Which genres do you read yourself?
I’m not really a ‘genre’ type of person. It’s either good writing or it isn’t, in my opinion. Good writers tell a great story with brilliant, believable characters. It’s as simple as that for me.
What is your biggest motivator?
Boredom, and the inbuilt desire to be creative.
What will always distract you?
The usual things for writers, I guess. Family, friends. Football, probably.
How much (if any) say do you have in your book covers?
A little, but that’s more about involvement in the final approvals. Orenda Books use a brilliant graphic designer (Mark Swan) and his cover ideas are always astounding. You learn to trust the expertise of others. The publication of an Orenda book is a very much a team effort with everyone – editor, proofreaders, blog tour manager, publicists, PR lead, and graphic designer – all collaborating to make the book the best it could possibly be. It’s an inspiring environment to be a part of.
Were you a big reader as a child?
I didn’t read a lot as a child. Mine wasn’t a family background that encouraged reading. I don’t recall there being books in our house and perhaps as a result, I was always more interested in other things: music and football, mainly. Time being the most valuable commodity there is, ideas for my own writing now – and the things that inspire me creatively – still usually come from other sources, from visual media and from music. I am someone who gets bored easily and I am also very impatient. Books that lack immediacy or any discernible pace are unlikely to last the distance with me. I have too many half-read novels – and half-written ones, come to that – lying around the house already. However, I am now trying to make up for my much younger self’s indifference to literature.
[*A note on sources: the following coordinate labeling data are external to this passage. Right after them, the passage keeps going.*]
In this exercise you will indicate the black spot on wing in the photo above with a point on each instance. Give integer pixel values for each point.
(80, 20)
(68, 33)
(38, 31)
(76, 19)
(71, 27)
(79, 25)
What were your favourite childhood books?
I didn’t have many, but The Blinder by Barry Hines stands out. It’s less well known than A Kestral For A Knave and I’m perhaps the only person in the world who thinks it’s better. The book’s depiction of the red brick back courts of Northern England – and of the early 60s social context – is brilliant, and the characters are realistically flawed. I’m still slightly ashamed to admit that I stole this book from a small, local library as a kid. Although, since I still have the stolen copy, and it continues to inspire me now, then maybe the owners would forgive me.
Do you have a favourite bookshop? If so, which?
The Book Nook in Stewarton is my local bookshop. It’s a great little independent community-focused place run by enthusiastic and supportive people.
What books can you not resist buying?
The work of the writers noted in the earlier question.
Do you have any rituals when writing?
Not really. Although I do have to have music on. Preferably something with a relevant vibe to the writing.
How many books are in your own physical TBR pile?
Right now, there’s about six.
What is your current or latest read?
God’s Teeth and Other Phenomena, by James Kelman.
Any books that you’re looking forward to in the next 12 months?
I think John Niven’s forthcoming memoir, O Brother will be a fantastic piece of writing, albeit one that would’ve been extremely painful for him to write.
Any plans or projects in the near future you can tell us about?
A future book idea with a working title of Weekenders about cousins returning from the First World War who scrape a living robbing the houses of rich people.
I’ve also started developing a script project based on There’s Only One Danny Garvey.
Any events in the near future?
There’s a possible ‘launch’ for Dashboard Elvis is Dead with spoken word artists and a couple of bands playing, but we haven’t fixed the date for it yet.
and finally, what inspired you to write the genre you do?
Again, I’m not a genre-specific writer, but Paul Weller, and specifically, The Jam’s fourth album, Setting Sons is a constant source of inspiration.